Ensuring that standards, regulations, oversight and governance are managed is a top priority. From there, ensuring all parties to a transaction are locked-in participants, with equal security provisions, adds value, Ferguson says. “If even one player in the life cycle is exposed, it creates vulnerability for all.”
Are your fund administrator’s cyber-credentials up to scratch?
Private equity firms are increasingly choosing to outsource their fund administration, not least to leverage superior cybersecurity.
But when it comes to cybersecurity credentials, not all outsourced administrators are equal and conducting thorough due diligence should be a priority.

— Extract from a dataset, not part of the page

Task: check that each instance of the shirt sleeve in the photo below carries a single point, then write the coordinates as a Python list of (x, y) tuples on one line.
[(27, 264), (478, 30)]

“Fund managers should be looking for administrators that have had a respected firm conduct their full external cybersecurity reviews, have implemented controls based on the assessment, and followed it up by continuously updating security protocols to protect client data and money,” says IQ-EQ’s Justin Partington. “In this context, an emerging trend is the hiring of a chief security officer—which is increasingly becoming a must, given the security threats to businesses in the current era.”
PEF Service’s Anne Anquillare, meanwhile, adds that fund administrators must be able to prove the successful completion of an annual SSAE 18, System and Organization Controls (SOC) 1, Type 2 audit examination, in accordance with the American Institute of Certified Public Accountants attestation standards.
“This examination provides a comprehensive and in-depth review of a service organization’s controls and tests their operating effectiveness,” Anquillare says. “Companies that successfully complete an annual SOC 1 examination can demonstrate a higher level of security assurance and operational visibility than those that have not.”
While SOC 1 Type 2 audit standards protect the integrity of data and documentation, the right technology protects it against cyber-threats by keeping sensitive information, including capital calls, distributions, financial statements, K-1s and other fund-related documents, in a secured digital environment.
A fund administrator must use platform technologies with advanced security features, including two-factor authentication and extended validation SSL certificates for all sensitive data. It must also have regular training for all staff and have cybersecurity firmly embedded in its culture.